Human gene therapy (Impact Factor: 3.76). 07/2008; 19(8):807-19. DOI: 10.1089/hgt.2008.016
Source: PubMed


Mesenchymal stem cells (MSCs) migrate to sites of tissue injury and serve as an ideal vehicle for cellular gene transfer. As tissue kallikrein has pleiotropic effects in protection against oxidative organ damage, we investigated the potential of kallikrein-modified MSCs (TK-MSCs) in healing injured kidney after acute ischemia/reperfusion (I/R). TK-MSCs secreted recombinant human kallikrein with elevated vascular endothelial growth factor levels in culture medium, and were more resistant to oxidative stress-induced apoptosis than control MSCs. Expression of human kallikrein was identified in rat glomeruli after I/R injury and systemic TK-MSC injection. Engrafted TK-MSCs exhibited advanced protection against renal injury by reducing blood urea nitrogen, serum creatinine levels, and tubular injury. Six hours after I/R, TK-MSC implantation significantly reduced renal cell apoptosis in association with decreased inducible nitric oxide synthase expression and nitric oxide levels.
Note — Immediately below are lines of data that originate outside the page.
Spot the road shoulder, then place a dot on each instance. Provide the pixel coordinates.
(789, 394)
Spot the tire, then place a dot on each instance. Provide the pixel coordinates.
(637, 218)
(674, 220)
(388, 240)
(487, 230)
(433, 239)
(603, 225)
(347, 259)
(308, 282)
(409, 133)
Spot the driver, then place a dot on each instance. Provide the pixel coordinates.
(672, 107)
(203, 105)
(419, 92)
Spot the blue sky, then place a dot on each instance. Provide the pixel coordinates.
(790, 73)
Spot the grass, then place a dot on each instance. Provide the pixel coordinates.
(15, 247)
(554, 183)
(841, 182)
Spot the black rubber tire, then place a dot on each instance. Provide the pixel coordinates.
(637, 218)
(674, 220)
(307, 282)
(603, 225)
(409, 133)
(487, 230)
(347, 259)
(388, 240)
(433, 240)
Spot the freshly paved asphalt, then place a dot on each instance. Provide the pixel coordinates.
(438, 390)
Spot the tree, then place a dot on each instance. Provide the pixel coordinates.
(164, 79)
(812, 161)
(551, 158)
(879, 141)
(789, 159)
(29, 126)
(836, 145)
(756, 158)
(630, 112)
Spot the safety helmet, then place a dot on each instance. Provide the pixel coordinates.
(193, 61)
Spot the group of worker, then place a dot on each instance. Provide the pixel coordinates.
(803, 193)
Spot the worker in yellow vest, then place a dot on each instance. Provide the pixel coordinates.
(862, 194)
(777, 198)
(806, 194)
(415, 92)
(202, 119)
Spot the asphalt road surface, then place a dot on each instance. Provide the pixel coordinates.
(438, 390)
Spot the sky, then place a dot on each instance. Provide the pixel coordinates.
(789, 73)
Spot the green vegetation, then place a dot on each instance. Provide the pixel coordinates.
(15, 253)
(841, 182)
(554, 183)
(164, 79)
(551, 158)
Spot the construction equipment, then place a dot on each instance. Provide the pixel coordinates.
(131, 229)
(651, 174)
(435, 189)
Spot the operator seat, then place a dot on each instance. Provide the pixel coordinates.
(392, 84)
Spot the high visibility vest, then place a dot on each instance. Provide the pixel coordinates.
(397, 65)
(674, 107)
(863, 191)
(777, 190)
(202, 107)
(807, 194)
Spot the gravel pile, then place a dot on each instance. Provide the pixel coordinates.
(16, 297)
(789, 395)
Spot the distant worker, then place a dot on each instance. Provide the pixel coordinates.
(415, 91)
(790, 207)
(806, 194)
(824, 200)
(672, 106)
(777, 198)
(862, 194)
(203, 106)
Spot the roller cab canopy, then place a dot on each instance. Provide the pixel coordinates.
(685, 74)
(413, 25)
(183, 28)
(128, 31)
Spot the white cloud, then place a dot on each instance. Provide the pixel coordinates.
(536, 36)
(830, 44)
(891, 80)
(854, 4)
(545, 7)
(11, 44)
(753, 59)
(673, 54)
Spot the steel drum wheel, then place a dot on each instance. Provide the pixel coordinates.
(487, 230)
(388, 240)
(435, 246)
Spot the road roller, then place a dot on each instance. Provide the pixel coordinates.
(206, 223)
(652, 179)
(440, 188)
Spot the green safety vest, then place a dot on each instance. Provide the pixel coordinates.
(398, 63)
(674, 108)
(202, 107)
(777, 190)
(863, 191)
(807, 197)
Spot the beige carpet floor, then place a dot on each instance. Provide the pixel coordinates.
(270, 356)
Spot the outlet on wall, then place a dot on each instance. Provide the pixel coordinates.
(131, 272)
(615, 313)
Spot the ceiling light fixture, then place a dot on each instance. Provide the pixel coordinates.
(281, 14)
Forty-eight hours after I/R, TK-MSCs inhibited interstitial neutrophil and monocyte/macrophage infiltration and decreased myeloperoxidase activity, superoxide formation, p38 mitogen-activated protein kinase phosphorylation, and expression of tumor necrosis factor-alpha, monocyte chemoattractant protein-1, and intercellular adhesion molecule-1. In addition, tissue kallikrein and kinin significantly inhibited H2O2-induced apoptosis and increased Akt phosphorylation and cell viability in cultured proximal tubular cells. These results indicate that implantation of kallikrein-modified MSCs in the kidney provides advanced benefits in protection against ischemia-induced kidney injury by suppression of apoptosis and inflammation.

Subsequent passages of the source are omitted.